В своем «зеленом досье» Олег Потапов называет Дунай Великим, что, согласитесь, звучит непривычно. Привычнее возвеличивать Волгу-матушку, Байкал соответственно обозначать батюшкой. Фольклорная брешь оправдана тем, что Дунай всегда был неугомонной коммуналкой. В обозримые годы коммуналку еще и уплотнили с пальбой и скандалами.
Для советских граждан река преувеличенной сэвовской дружбы была неприступным рубежом. Острова в русле неутомимо «отдамбовывались» и насыщались пограничными хитростями, в просторных дуплах маскировались телефоны. С ПСН (пункта скрытого наблюдения) на нашенском берегу наблюдали румынских гусей, даже чутко слушали их гогот, а на гусином берегу в это время румынские друзья по оружию в зеленых фуражках шлепали растрепанными картами, целиком положившись на бдительность соседей.

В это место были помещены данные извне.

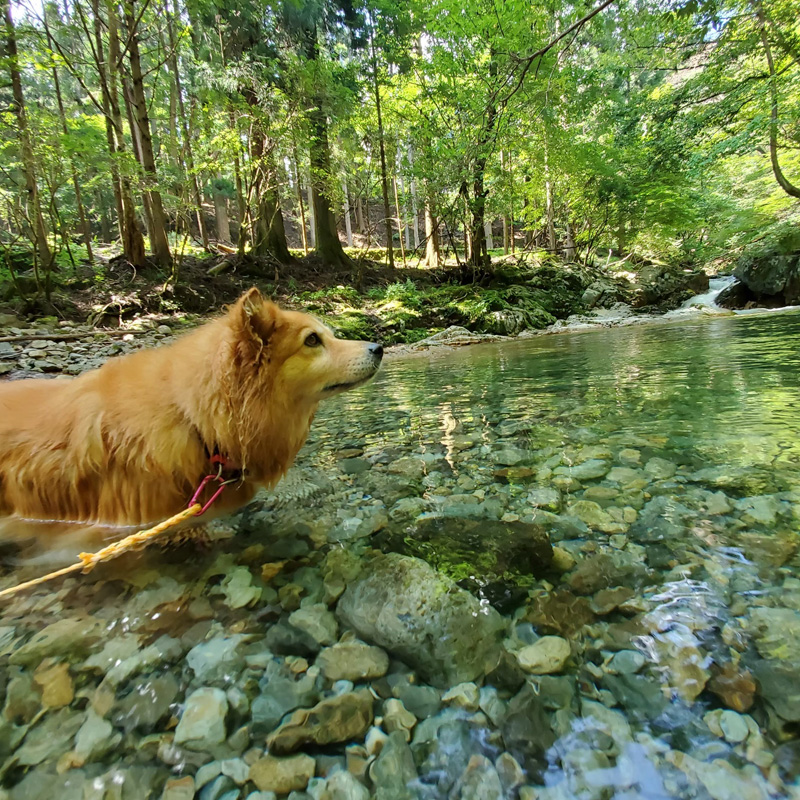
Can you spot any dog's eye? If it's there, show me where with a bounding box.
[305,332,322,348]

Тем не менее именно строгие пограничные столбы сберегли для любителей бедвочеров, искателей шмелей и бабочек буреломный буш дунайского архипелага.
Конгломерат пограничных рогаток заодно обезопасил Измаил от проникновения зевак и гастролеров, как, скажем, город закрытой русской славы Севастополь. Правда, Измаил больше выглядит городом турецкой славы: Суворов, штурмовавший крепость долго, с потерями, признался, что такая изнурительная осада возможна лишь раз в жизни.
Плановые экскурсии катали по Дунаю в герметичных теплоходах, похожих на мыльницы, с наглухо задраянными форточками. Во времена лигачевских запретов с румынского берега экскурсантов дразнили винными бутылками. По другому же борту на нашем архипелаге раззадоренно фыркал трактор. Над серебристыми тополиными кронами задиралась скрюченная экскаваторная клешня, из ковша капала жирная грязь, воняло сероводородом — хозяйствовали.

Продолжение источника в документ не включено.